Далее следуют заключительные строки «Любви и ломбарда». Герои замерли, тревожно балансируя на пике экстаза. Печаль и безысходность, которая придет на смену страсти, вынесена за пределы рассказа. Читателю не придется созерцать худшее. «Крик леденил сердце и был исполнен такой горечи, что Себастьян представил себе, будто дочери привиделось во сне ее неизбежное будущее, грядущие тревоги и скорби, и сжался от ужаса. Но минута прошла, и вскоре Себастьян и Моника вновь опустились или, может быть, поднялись, так как не было привычных физических измерений в пространстве, где они пребывали, только ощущение, только удовольствие настолько острое, что оно казалось отзвуком боли».
13
Макс с невестой уехал на неделю в отпуск в Таормину, так что сразу я отчитаться не могла. Я жила в подвешенном состоянии. Наступила пятница, а от Тома Хейли — никаких вестей. Я решила, что если он в тот же день посетил контору на Аппер-Риджент-стрит, то, вероятно, решил больше со мной не встречаться. В понедельник я вынула письмо из абонентского ящика на Парк-лейн. Секретарша из «Фридом интернэшнл» сообщала, что мистер Хейли пришел в пятницу в начале дня, задал много вопросов и, по-видимому, остался весьма доволен работой фонда. Это должно было меня ободрить и в каком-то смысле ободрило. Но, главным образом, я чувствовала, что меня отвергли. Этот номер с большим пальцем, решила я, у Хейли рефлекторный, он пробует его на каждой женщине, когда думает, что у него есть шансы. Я стала строить мрачные планы: когда он соблаговолит известить меня, что принимает деньги от фонда, я сорву ему это дело — скажу Максу, что он от нас отказался и надо подыскивать кого-то другого.
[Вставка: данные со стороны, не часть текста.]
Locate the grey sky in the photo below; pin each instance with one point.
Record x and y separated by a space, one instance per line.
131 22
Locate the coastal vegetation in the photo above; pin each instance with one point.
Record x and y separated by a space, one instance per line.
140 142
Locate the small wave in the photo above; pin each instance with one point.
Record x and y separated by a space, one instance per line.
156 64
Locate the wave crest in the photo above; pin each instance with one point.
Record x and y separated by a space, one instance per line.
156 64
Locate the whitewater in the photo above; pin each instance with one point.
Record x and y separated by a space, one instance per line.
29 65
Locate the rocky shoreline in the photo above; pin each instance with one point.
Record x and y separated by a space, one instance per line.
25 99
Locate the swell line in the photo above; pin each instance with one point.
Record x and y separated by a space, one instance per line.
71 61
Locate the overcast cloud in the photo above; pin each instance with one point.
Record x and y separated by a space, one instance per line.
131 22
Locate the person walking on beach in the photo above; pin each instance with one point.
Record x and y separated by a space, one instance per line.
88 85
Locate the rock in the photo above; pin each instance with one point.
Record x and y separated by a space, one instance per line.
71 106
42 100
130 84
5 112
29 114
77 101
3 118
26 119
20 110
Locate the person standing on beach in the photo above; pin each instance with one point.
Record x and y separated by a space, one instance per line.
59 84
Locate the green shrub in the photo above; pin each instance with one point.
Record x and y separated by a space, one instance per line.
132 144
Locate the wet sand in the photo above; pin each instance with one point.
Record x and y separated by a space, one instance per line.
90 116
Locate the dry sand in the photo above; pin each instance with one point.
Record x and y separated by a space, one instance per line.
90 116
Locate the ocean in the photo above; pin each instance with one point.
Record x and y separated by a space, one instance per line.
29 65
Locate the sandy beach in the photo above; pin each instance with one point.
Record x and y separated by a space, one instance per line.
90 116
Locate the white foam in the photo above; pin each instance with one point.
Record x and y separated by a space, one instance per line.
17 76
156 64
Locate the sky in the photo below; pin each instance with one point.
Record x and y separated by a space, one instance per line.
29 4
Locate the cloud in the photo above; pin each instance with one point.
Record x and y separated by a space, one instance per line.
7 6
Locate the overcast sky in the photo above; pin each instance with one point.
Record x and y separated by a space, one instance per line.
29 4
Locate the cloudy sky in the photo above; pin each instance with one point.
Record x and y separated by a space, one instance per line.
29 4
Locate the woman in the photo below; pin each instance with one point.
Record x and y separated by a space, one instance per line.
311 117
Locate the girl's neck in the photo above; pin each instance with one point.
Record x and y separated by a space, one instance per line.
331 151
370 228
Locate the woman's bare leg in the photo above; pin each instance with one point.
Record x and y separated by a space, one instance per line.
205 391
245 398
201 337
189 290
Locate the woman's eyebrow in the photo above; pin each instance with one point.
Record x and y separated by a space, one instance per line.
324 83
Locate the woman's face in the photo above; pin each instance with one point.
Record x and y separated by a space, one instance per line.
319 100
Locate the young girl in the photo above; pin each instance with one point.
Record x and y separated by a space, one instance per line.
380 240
На работе главной темой была война на Ближнем Востоке. Даже самые легкомысленные и светские девицы из секретарш переживали драматические новости. У нас говорили, что при американской поддержке Израиля и советской — Египта, Сирии и палестинцев вполне вероятна некая война «по доверенности», которая может приблизить нас на шаг к ядерной. Новый Карибский кризис. В коридоре повесили карту с липкими пластиковыми шариками, которые представляли дивизии противников и стрелками показывали их передвижения. Израильтяне, отступавшие после внезапного нападения в Судный день, оправились, египтяне и сирийцы совершили несколько тактических ошибок, американцы подбрасывали своим союзникам оружие по воздуху, Москва выступала с предупреждениями. Все это должно было бы волновать меня больше, повседневная жизнь — ощущаться острее. Цивилизации угрожала ядерная война, а я размышляла о случайном человеке, который погладил мою ладонь большим пальцем. Возмутительный солипсизм.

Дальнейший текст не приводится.